The Gerarde herbal identifies the uses of coriander: when coriander seed is covered with sugar and eaten after meate (i.e. dining) the mouth of the stomach will be closed, potential for vomiting reduced, and digestion will be aided; coriander seeds parched in an oven and drunk with wine kills and ejects intestinal worms, stopps bloodie flux, and other blood disorders. Gerarde identified how to prepare coriander seeds both for general consumption and for medicine:
Take the seede well and sufficiently dried, whereupon powder [with] some wine and vinegar, and so leave them to infuse or steepe fower and twenty howers, then take them foorth and drie them and keep them for your use.

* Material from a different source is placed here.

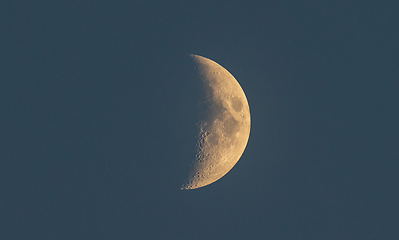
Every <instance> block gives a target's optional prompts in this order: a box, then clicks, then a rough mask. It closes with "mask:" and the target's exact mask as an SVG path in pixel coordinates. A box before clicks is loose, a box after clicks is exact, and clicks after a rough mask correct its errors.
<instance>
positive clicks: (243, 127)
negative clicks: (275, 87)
mask: <svg viewBox="0 0 399 240" xmlns="http://www.w3.org/2000/svg"><path fill="white" fill-rule="evenodd" d="M191 57H192V58H193V60H194V62H195V63H196V65H197V66H196V69H197V73H198V75H197V76H199V78H197V79H198V80H199V81H200V82H201V83H202V87H203V89H202V90H203V92H202V93H203V98H202V100H201V101H199V104H198V107H199V122H198V124H197V127H198V142H197V146H196V154H195V156H194V160H193V162H192V164H191V165H190V171H189V174H188V177H187V181H186V182H185V184H184V185H183V186H182V188H181V189H195V188H200V187H204V186H207V185H209V184H211V183H213V182H215V181H217V180H218V179H220V178H221V177H223V176H224V175H225V174H227V173H228V172H229V171H230V170H231V169H232V168H233V167H234V165H235V164H236V163H237V161H238V160H239V159H240V157H241V155H242V153H243V152H244V150H245V147H246V144H247V142H248V138H249V132H250V112H249V106H248V102H247V99H246V97H245V94H244V92H243V90H242V88H241V86H240V85H239V84H238V82H237V81H236V80H235V78H234V77H233V76H232V75H231V74H230V73H229V72H228V71H227V70H226V69H224V68H223V67H222V66H220V65H219V64H217V63H216V62H214V61H212V60H209V59H207V58H204V57H201V56H197V55H191Z"/></svg>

Gerarde also wrote: when green coriander leaves are boiled with bread crumbs or barley meal, the mixture will reduce swellings and inflammations; if mixed with bean meal it will dissolve wens [sebaceous cysts commonly on the wrist] and hard lumps; the juice of coriander leaves mixed and pounded in a lead mortar then blended with vinegar and oil of roses will cure St. Anthony’s’ fire (ergot poisoning;).

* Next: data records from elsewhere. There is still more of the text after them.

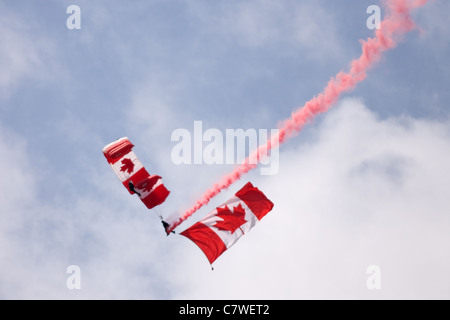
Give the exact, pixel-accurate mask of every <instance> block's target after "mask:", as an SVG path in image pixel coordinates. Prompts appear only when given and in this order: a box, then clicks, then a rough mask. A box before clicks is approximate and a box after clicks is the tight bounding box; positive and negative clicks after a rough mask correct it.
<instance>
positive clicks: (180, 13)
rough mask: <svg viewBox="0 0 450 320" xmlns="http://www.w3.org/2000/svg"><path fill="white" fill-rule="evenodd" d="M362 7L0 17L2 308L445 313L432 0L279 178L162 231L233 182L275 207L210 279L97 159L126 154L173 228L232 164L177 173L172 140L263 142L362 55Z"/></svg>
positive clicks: (190, 254) (445, 251)
mask: <svg viewBox="0 0 450 320" xmlns="http://www.w3.org/2000/svg"><path fill="white" fill-rule="evenodd" d="M72 4H76V5H78V6H79V7H80V9H81V29H78V30H77V29H74V30H70V29H68V28H67V25H66V20H67V19H68V18H69V16H70V14H68V13H66V10H67V7H69V6H70V5H72ZM371 4H378V5H381V3H380V1H375V0H370V1H366V0H364V1H360V0H358V1H356V0H355V1H353V0H345V1H339V2H337V1H332V0H321V1H316V0H315V1H312V0H302V1H294V0H282V1H270V0H245V1H241V0H240V1H237V0H232V1H207V0H196V1H188V0H184V1H182V0H177V1H176V0H170V1H167V0H145V1H143V0H142V1H141V0H136V1H133V2H132V4H131V3H129V2H126V1H119V0H115V1H106V0H99V1H83V0H78V1H72V0H71V1H59V0H48V1H39V2H37V1H31V0H20V1H6V0H0V12H1V14H0V29H1V32H0V150H2V156H1V157H0V167H1V170H2V177H1V179H0V298H2V299H13V298H18V299H42V298H43V299H55V298H56V299H103V298H111V299H212V298H213V299H227V298H231V299H303V298H313V299H315V298H343V299H349V298H356V299H379V298H388V299H390V298H406V299H417V298H445V299H449V298H450V274H449V272H448V270H449V269H450V216H449V215H450V213H449V209H450V189H449V181H450V169H449V159H450V117H449V115H450V109H449V105H450V93H449V90H448V88H449V87H450V64H449V63H448V57H449V56H450V46H449V44H450V33H449V32H448V24H447V21H448V17H447V16H448V12H450V3H448V2H447V1H438V0H436V1H430V2H429V3H428V4H427V5H426V6H425V7H423V8H421V9H419V10H416V11H415V12H414V14H413V16H414V20H415V21H416V23H417V25H418V28H417V29H416V30H414V31H412V32H411V33H409V34H408V35H406V36H405V37H404V39H403V40H402V42H401V43H400V44H399V46H398V47H397V48H395V49H394V50H392V51H389V52H386V54H385V55H384V56H383V59H382V61H380V62H379V63H378V64H377V65H376V66H375V67H374V68H373V69H371V70H370V73H369V75H368V78H367V79H366V80H365V81H364V82H362V83H361V84H360V85H358V87H357V88H355V89H354V90H353V91H352V92H350V93H347V94H346V95H345V96H343V97H342V98H341V100H340V101H339V103H337V104H336V105H335V106H334V107H333V108H332V109H331V110H330V111H329V112H328V113H326V114H323V115H320V116H319V117H317V118H316V119H315V120H314V121H313V122H312V123H310V124H309V125H308V126H307V127H305V128H304V130H303V131H302V132H301V133H300V134H299V135H298V136H297V137H295V138H294V139H291V140H289V141H288V142H287V143H286V144H285V145H283V146H282V147H281V148H280V163H279V171H278V173H277V174H275V175H271V176H262V175H260V174H259V170H255V171H254V172H251V173H249V174H248V175H246V176H245V177H244V179H243V180H242V181H240V182H237V183H236V184H234V185H233V186H232V187H230V189H229V190H227V191H225V192H223V193H221V194H220V195H219V196H217V197H216V198H215V199H214V200H213V201H212V202H211V203H210V204H209V205H208V206H207V207H204V208H202V209H201V210H200V211H199V212H197V213H196V214H195V215H193V216H192V217H191V219H190V220H188V221H186V222H185V223H184V224H182V225H181V226H180V227H179V228H178V229H177V231H182V230H184V229H185V228H186V227H188V226H189V225H191V224H193V223H194V222H196V221H198V220H199V219H201V218H202V217H203V216H205V215H206V214H207V213H208V212H209V211H210V210H211V209H213V208H214V206H216V205H219V204H220V203H222V202H224V201H225V200H227V199H228V198H229V197H230V196H231V195H232V194H234V193H235V192H236V191H237V190H238V189H239V188H240V187H242V186H243V185H244V184H245V183H246V182H247V181H252V183H253V184H254V185H255V186H257V187H259V189H261V190H262V191H264V193H265V194H266V195H267V196H268V198H269V199H271V200H272V201H273V202H274V203H275V207H274V209H273V211H272V212H271V213H270V214H268V215H267V216H266V217H265V218H264V219H263V220H262V221H261V223H259V224H258V225H257V226H256V227H255V228H254V229H252V231H251V232H250V233H248V234H247V235H246V236H245V237H243V238H242V239H241V240H240V241H239V242H238V243H237V244H236V245H235V246H233V247H232V248H231V249H230V250H229V251H227V252H225V253H224V254H223V256H221V257H220V258H219V259H218V260H217V261H216V263H215V264H214V267H215V270H214V271H211V268H210V265H209V264H208V261H207V259H206V258H205V257H204V255H203V253H202V252H201V251H200V250H199V249H198V248H197V247H196V246H195V244H193V243H192V242H190V241H189V240H188V239H186V238H184V237H182V236H179V235H171V236H169V237H166V236H165V233H164V230H163V229H162V227H161V224H160V222H159V219H158V217H157V216H156V215H155V214H154V213H153V212H151V211H148V210H147V209H146V208H145V207H144V206H143V205H142V203H140V201H139V200H138V199H137V198H135V197H131V196H129V195H128V193H127V192H126V191H125V190H124V188H123V187H122V186H121V185H120V182H119V181H118V179H117V178H116V177H115V175H114V173H113V171H112V170H111V168H110V167H109V165H108V164H107V162H106V160H105V159H104V157H103V155H102V152H101V150H102V148H103V147H104V146H105V145H106V144H108V143H110V142H112V141H114V140H115V139H117V138H120V137H122V136H128V137H129V138H130V140H131V141H132V142H133V143H134V144H135V145H136V147H135V149H134V151H135V152H136V154H137V155H138V156H139V157H140V159H141V161H142V162H143V163H144V164H145V165H146V167H147V169H148V170H149V171H151V172H153V173H157V174H159V175H161V176H163V178H164V183H165V184H166V186H167V187H168V188H169V189H170V190H171V191H172V193H171V196H170V197H169V198H168V200H167V202H166V203H165V204H164V205H162V206H160V207H159V209H158V211H159V212H160V213H161V214H162V215H163V216H170V215H172V214H176V213H177V212H183V210H184V209H187V208H188V207H190V206H191V205H192V204H193V202H194V201H195V200H196V199H197V198H198V197H199V196H200V195H201V194H202V193H203V192H204V191H205V190H206V189H207V188H209V187H210V186H211V185H212V184H213V183H214V182H216V181H217V180H218V179H220V177H221V176H223V175H224V174H225V173H227V172H229V171H230V170H231V169H232V168H233V166H232V165H176V164H174V163H173V161H172V159H171V151H172V148H173V147H174V145H175V143H174V142H172V141H171V133H172V132H173V131H174V130H176V129H178V128H185V129H187V130H189V131H191V132H192V131H193V125H194V121H196V120H200V121H202V123H203V127H204V129H208V128H217V129H219V130H221V131H222V132H225V130H226V129H230V128H231V129H233V128H243V129H250V128H251V129H256V130H258V129H271V128H276V127H277V124H278V123H279V122H280V121H281V120H283V119H285V118H288V117H289V115H290V114H291V113H292V111H294V110H296V109H297V108H298V107H299V106H301V105H303V104H304V102H306V101H308V100H310V99H311V98H312V97H313V96H315V95H316V94H318V93H319V92H320V91H321V90H322V88H323V87H324V85H325V84H326V83H327V82H328V80H329V79H330V78H331V77H333V76H334V75H335V74H336V73H337V72H339V71H341V70H344V71H345V70H348V67H349V63H350V61H351V60H352V59H354V58H357V57H359V55H360V53H361V52H360V50H361V49H360V42H359V40H360V39H365V38H367V37H371V36H373V31H372V30H369V29H368V28H367V27H366V20H367V18H368V16H369V15H368V14H367V13H366V9H367V7H368V6H369V5H371ZM382 14H383V11H382ZM70 265H76V266H78V267H79V269H80V270H81V277H80V280H81V282H80V283H81V289H73V290H70V289H69V288H68V287H67V285H66V280H67V279H68V277H69V276H70V274H68V273H67V272H66V270H67V268H68V266H70ZM370 266H377V267H378V270H379V271H380V273H379V274H378V275H379V279H380V284H381V287H380V288H379V289H375V290H369V288H368V286H367V280H368V279H369V278H370V276H371V274H368V273H367V269H368V268H369V267H370Z"/></svg>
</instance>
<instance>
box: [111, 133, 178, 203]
mask: <svg viewBox="0 0 450 320" xmlns="http://www.w3.org/2000/svg"><path fill="white" fill-rule="evenodd" d="M133 147H134V144H132V143H131V142H130V140H129V139H128V138H127V137H124V138H120V139H118V140H117V141H114V142H112V143H110V144H108V145H107V146H105V147H104V148H103V154H104V155H105V157H106V160H107V161H108V163H109V164H110V165H111V167H112V168H113V170H114V172H115V173H116V175H117V177H119V179H120V181H122V183H123V185H124V187H125V188H126V189H127V190H128V192H129V193H130V194H137V195H138V196H139V198H140V199H141V200H142V202H143V203H144V204H145V205H146V207H147V208H149V209H151V208H153V207H156V206H158V205H160V204H161V203H163V202H164V201H165V200H166V198H167V197H168V196H169V193H170V191H169V190H167V189H166V187H165V186H164V184H163V183H162V179H161V177H160V176H157V175H150V174H149V173H148V172H147V170H146V169H145V168H144V166H143V165H142V163H141V161H139V159H138V157H137V156H136V155H135V154H134V152H133V151H132V149H133Z"/></svg>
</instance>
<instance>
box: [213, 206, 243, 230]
mask: <svg viewBox="0 0 450 320" xmlns="http://www.w3.org/2000/svg"><path fill="white" fill-rule="evenodd" d="M216 216H218V217H219V218H222V219H223V220H220V221H217V222H216V224H215V225H214V226H215V227H216V228H218V229H219V230H224V231H230V232H231V234H233V233H234V232H235V231H236V230H237V229H240V227H241V226H242V225H243V224H244V223H246V222H247V220H245V219H244V218H245V210H244V208H242V206H241V204H239V205H238V206H237V207H234V208H233V212H231V211H230V209H228V207H227V206H225V208H217V215H216ZM241 231H242V229H241Z"/></svg>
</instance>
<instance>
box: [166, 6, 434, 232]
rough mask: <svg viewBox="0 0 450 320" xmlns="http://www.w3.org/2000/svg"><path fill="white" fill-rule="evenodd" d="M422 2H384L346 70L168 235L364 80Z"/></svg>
mask: <svg viewBox="0 0 450 320" xmlns="http://www.w3.org/2000/svg"><path fill="white" fill-rule="evenodd" d="M426 2H427V0H409V1H408V0H387V1H385V2H384V3H385V6H386V7H387V14H386V18H385V19H384V20H383V21H382V22H381V27H380V29H379V30H377V31H376V32H375V37H374V38H368V39H367V40H365V41H361V46H362V54H361V56H360V57H359V58H358V59H355V60H353V61H352V62H351V65H350V71H349V72H342V71H341V72H339V73H338V74H337V75H336V77H334V78H332V79H331V80H330V81H329V82H328V84H327V86H326V87H325V89H324V90H323V91H322V92H321V93H320V94H319V95H318V96H317V97H314V98H313V99H312V100H310V101H308V102H307V103H306V104H305V105H304V106H303V107H302V108H299V109H298V110H297V111H295V112H294V113H293V114H292V117H291V118H289V119H287V120H285V121H284V122H282V124H281V127H280V129H279V134H278V135H276V136H274V137H271V139H270V140H268V142H267V144H266V145H263V146H260V147H259V148H258V149H257V150H255V151H254V152H253V153H252V154H251V155H250V156H249V157H248V158H247V159H246V161H245V162H244V163H243V164H241V165H239V166H237V167H236V168H235V169H234V170H233V171H232V172H231V173H229V174H228V175H226V176H225V177H223V178H222V180H221V181H220V182H218V183H216V184H214V185H213V186H212V188H211V189H209V190H207V191H206V192H205V193H204V194H203V195H202V196H201V198H200V199H199V200H198V201H197V202H196V203H195V205H194V206H193V207H192V208H190V209H189V210H187V211H186V212H185V213H184V215H183V216H182V217H180V218H179V219H178V220H177V221H175V222H172V224H171V225H170V228H169V230H168V232H170V231H172V230H174V229H175V228H176V227H177V226H178V225H179V224H180V223H182V222H183V221H184V220H186V219H187V218H189V217H190V216H191V215H192V214H193V213H194V212H196V211H197V210H198V209H200V208H201V207H202V206H203V205H205V204H207V203H208V202H209V200H211V198H213V197H214V196H216V195H217V194H218V193H219V192H220V191H221V190H223V189H225V188H228V187H229V186H230V185H231V184H232V183H234V182H236V181H237V180H239V179H240V178H241V176H242V175H243V174H245V173H247V172H248V171H250V170H251V169H253V168H255V167H256V166H257V165H256V164H250V163H255V162H254V161H249V160H250V159H255V157H256V159H258V160H259V158H260V157H263V156H264V155H267V153H268V152H269V151H270V150H271V148H273V147H277V146H278V145H279V144H282V143H283V142H285V141H286V140H287V139H288V138H290V137H292V136H293V135H294V134H295V133H297V132H299V131H300V130H301V129H302V127H303V126H304V125H305V124H306V123H307V122H308V121H310V120H311V119H312V118H313V117H314V116H316V115H318V114H320V113H323V112H325V111H327V110H328V109H330V107H331V106H332V105H333V104H334V103H335V102H336V101H337V100H338V98H339V96H340V95H341V94H342V93H343V92H346V91H349V90H351V89H353V88H354V87H355V86H356V84H358V83H359V82H361V81H362V80H364V79H365V78H366V71H367V70H368V69H369V68H370V67H371V66H372V65H373V64H374V63H375V62H377V61H379V60H380V58H381V55H382V53H383V52H384V51H386V50H389V49H392V48H394V47H395V46H396V44H397V40H398V37H399V36H401V35H403V34H405V33H407V32H409V31H411V30H412V29H414V28H415V25H414V22H413V21H412V19H411V15H410V11H411V10H412V9H414V8H417V7H420V6H423V5H425V3H426Z"/></svg>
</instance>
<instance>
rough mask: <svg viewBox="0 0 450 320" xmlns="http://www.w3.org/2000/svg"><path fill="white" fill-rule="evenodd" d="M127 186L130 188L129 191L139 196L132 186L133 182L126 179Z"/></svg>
mask: <svg viewBox="0 0 450 320" xmlns="http://www.w3.org/2000/svg"><path fill="white" fill-rule="evenodd" d="M128 188H129V189H130V191H131V192H134V193H136V194H137V195H138V196H139V197H140V196H141V194H140V193H139V192H137V191H136V189H135V188H134V184H133V182H131V181H128Z"/></svg>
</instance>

A form of wild coriander was noted by de Castañada during the Coronado expedition of 1540-1542 through the North American Southwest. Accounts from mid-16th century Peru report that European coriander was introduced to the Andean region within several decades after the conquest by Francisco Pizarro. During the 18th and 19th centuries the word coriander was a slang term for a small coin. Coriander seeds have been used to treat constipation and delayed menstruation. Mixtures of coriander seed and vinegar sometimes have been used to preserve meat. In Medieval England consumers were warned not to eat too many coriander seeds, lest they trouble a manne’s witt [sic]” and place the person with great jeopardye of madness [sic]. (Summarized from: Gerarde, 1597, pp. 859-860; de Castanada, Part 2, pp. 51-52;. 1596, de la Vega, 1609, 9:29, pp. 601-602; Hayes, 1961, pp. 43-44; Lehner and Lehner, 1962, p. 117; Northcote, 1971, pp. 19-20; Powell, 1977, p. 63; Darby, Ghalioungui, Grivetti, 1979, Vol. 2, pp. 798-799; Priestley and Priestley, 1979, p. 50;).